La FIFA prétend défendre les droits humains et l’inclusion. Comment peut-elle alors justifier l’octroi de la Coupe du Monde à un pays qui exécute publiquement ses propres citoyens ?
Le Sportswashing à l’Échelle Mondiale
Organiser la Coupe du Monde est une opportunité en or pour un pays d’afficher ses progrès. Pour l’Arabie Saoudite, c’est une diversion stratégique face à son autoritarisme. Des milliards sont investis non seulement dans les infrastructures, mais aussi dans la gestion de réputation.
Le Royaume a :
- Investi plus de 2 milliards de dollars dans le LIV Golf pour perturber les ligues sportives établies.
- Acquis le club de football Newcastle United via son Fonds d’investissement public.
- Prévu de construire 11 stades pour la Coupe du Monde 2034, pour un coût supérieur à 10 milliards de dollars.
Esclavage Moderne et Abus des Travailleurs
N’oublions pas ce qui s’est passé au Qatar en 2022, où plus de 6 500 travailleurs migrants seraient morts pendant les préparatifs du tournoi (selon The Guardian). L’Arabie Saoudite risque fort de suivre – voire de dépasser – ce modèle.
Selon Migrant-Rights.org, les travailleurs migrants en Arabie Saoudite sont souvent confrontés à :
- des salaires impayés,
- la confiscation de leurs passeports,
- des conditions de vie inhumaines.
Le pays applique toujours le système de kafala (parrainage), qui lie les travailleurs à leur employeur et limite sévèrement leur liberté de mouvement.
Répression Numérique et Surveillance
L’oppression saoudienne ne se limite plus au monde physique – elle s’étend aussi au numérique.
- En 2023, Salma al-Shehab, doctorante, a été condamnée à 27 ans de prison pour avoir retweeté des messages en faveur des droits des femmes.
- Selon Citizen Lab, le Royaume a utilisé le logiciel espion Pegasus pour surveiller des dissidents et journalistes à l’étranger.
- La loi sur la cybercriminalité de 2007, vague et répressive, criminalise la « création de contenus portant atteinte à l’ordre public », menant à des arrestations massives pour de simples publications sur les réseaux sociaux.
Une Coupe du Monde Financée par la Dette et l’Hypocrisie
Les dernières statistiques financières montrent que 32 transactions dépassant le milliard de dollars ont été lancées par l’Arabie Saoudite au premier semestre 2025, avec plus de 73,1 milliards de dollars en obligations en dollars américains émises dans le CCG.

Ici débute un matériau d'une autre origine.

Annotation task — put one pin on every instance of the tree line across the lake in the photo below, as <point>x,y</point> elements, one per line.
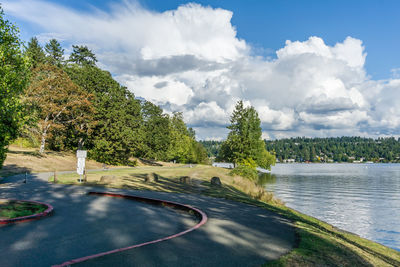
<point>67,104</point>
<point>333,149</point>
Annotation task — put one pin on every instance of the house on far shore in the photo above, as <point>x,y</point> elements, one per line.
<point>225,165</point>
<point>289,161</point>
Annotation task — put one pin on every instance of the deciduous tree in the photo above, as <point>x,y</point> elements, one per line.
<point>58,101</point>
<point>13,80</point>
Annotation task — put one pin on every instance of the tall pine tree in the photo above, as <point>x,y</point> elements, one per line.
<point>55,53</point>
<point>244,144</point>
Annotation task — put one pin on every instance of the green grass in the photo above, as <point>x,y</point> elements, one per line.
<point>319,243</point>
<point>14,209</point>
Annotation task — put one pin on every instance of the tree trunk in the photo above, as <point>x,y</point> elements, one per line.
<point>44,135</point>
<point>43,143</point>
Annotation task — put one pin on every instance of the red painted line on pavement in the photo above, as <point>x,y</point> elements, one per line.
<point>29,217</point>
<point>188,208</point>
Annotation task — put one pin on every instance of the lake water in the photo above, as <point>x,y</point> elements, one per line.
<point>360,198</point>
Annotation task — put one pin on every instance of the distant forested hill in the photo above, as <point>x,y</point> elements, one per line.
<point>212,147</point>
<point>335,149</point>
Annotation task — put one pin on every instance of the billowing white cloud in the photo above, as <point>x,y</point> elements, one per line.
<point>191,60</point>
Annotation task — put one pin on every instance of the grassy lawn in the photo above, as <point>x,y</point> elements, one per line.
<point>10,209</point>
<point>319,244</point>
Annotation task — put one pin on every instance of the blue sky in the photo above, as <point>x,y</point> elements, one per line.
<point>310,68</point>
<point>268,24</point>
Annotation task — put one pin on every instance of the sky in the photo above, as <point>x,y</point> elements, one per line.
<point>310,68</point>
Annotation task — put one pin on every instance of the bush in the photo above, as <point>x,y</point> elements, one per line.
<point>246,168</point>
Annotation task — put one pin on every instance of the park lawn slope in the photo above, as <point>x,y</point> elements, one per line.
<point>319,243</point>
<point>10,209</point>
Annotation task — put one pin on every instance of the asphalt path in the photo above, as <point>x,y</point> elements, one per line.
<point>236,234</point>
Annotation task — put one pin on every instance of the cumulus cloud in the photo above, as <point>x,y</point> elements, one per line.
<point>191,60</point>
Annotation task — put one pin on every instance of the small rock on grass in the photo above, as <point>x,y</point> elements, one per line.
<point>151,177</point>
<point>107,178</point>
<point>216,181</point>
<point>185,180</point>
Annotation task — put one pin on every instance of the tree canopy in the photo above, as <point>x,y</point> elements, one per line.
<point>82,55</point>
<point>244,145</point>
<point>13,80</point>
<point>35,53</point>
<point>55,53</point>
<point>80,106</point>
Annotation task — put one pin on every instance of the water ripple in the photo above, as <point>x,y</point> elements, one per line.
<point>360,198</point>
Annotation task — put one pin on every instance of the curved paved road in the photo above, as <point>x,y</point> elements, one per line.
<point>236,234</point>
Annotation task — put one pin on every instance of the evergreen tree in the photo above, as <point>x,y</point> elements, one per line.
<point>244,144</point>
<point>82,55</point>
<point>13,80</point>
<point>35,53</point>
<point>57,100</point>
<point>117,133</point>
<point>55,53</point>
<point>155,131</point>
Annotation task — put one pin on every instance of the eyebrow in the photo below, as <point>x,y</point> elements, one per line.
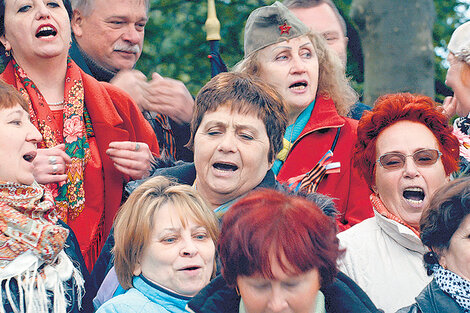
<point>290,48</point>
<point>123,17</point>
<point>18,111</point>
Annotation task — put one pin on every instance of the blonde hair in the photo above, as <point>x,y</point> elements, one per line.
<point>135,221</point>
<point>332,81</point>
<point>465,71</point>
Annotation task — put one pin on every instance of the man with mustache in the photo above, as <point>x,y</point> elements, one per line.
<point>107,42</point>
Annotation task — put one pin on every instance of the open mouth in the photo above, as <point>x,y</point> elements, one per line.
<point>190,268</point>
<point>298,85</point>
<point>225,167</point>
<point>46,31</point>
<point>414,195</point>
<point>29,157</point>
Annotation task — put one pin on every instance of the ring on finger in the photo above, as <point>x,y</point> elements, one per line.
<point>52,160</point>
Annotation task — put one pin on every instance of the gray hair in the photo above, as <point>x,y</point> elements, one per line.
<point>294,4</point>
<point>86,7</point>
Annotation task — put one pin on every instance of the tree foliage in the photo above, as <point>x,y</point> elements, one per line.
<point>175,44</point>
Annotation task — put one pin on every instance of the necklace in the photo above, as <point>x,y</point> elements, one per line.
<point>55,106</point>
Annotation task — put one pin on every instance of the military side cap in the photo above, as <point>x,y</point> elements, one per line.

Mais la vraie question est : que finance tout cet argent ?
Des projets gigantesques tels que :
- NEOM, une smart city à 500 milliards de dollars, impliquant le déplacement forcé et violent de la tribu Howeitat.
- Des stades monumentaux qui nécessiteront des dizaines de milliers de travailleurs migrants sous des conditions pénibles.
L’Hypocrisie de la FIFA et l’Appel à la Responsabilité
La FIFA prétend suivre les Principes directeurs des Nations Unies relatifs aux entreprises et aux droits de l’homme, mais continue de récompenser des régimes autoritaires en leur attribuant l’organisation d’événements majeurs.
Elle a ignoré les critiques pour le Qatar 2022 et s’apprête à en faire autant pour l’Arabie Saoudite en 2034.
En 2023, la FIFA a publié une politique sur les droits humains, promettant de respecter les droits humains reconnus à l’échelle internationale. Pourtant, en attribuant la Coupe du Monde 2034 à l’Arabie Saoudite, elle viole sa propre charte.
Une Dictature Financée par la Dette ne Doit pas Accueillir le Monde
Les 47,9 milliards de dollars de dette émise par l’Arabie Saoudite ne sont pas un signe de préparation au plus grand événement sportif du monde — c’est un signal d’alarme.
Ces fonds ne servent ni à autonomiser les populations, ni à élargir les libertés, ni à enrichir la société. Ils sont utilisés pour détourner, manipuler et désactiver l’attention internationale.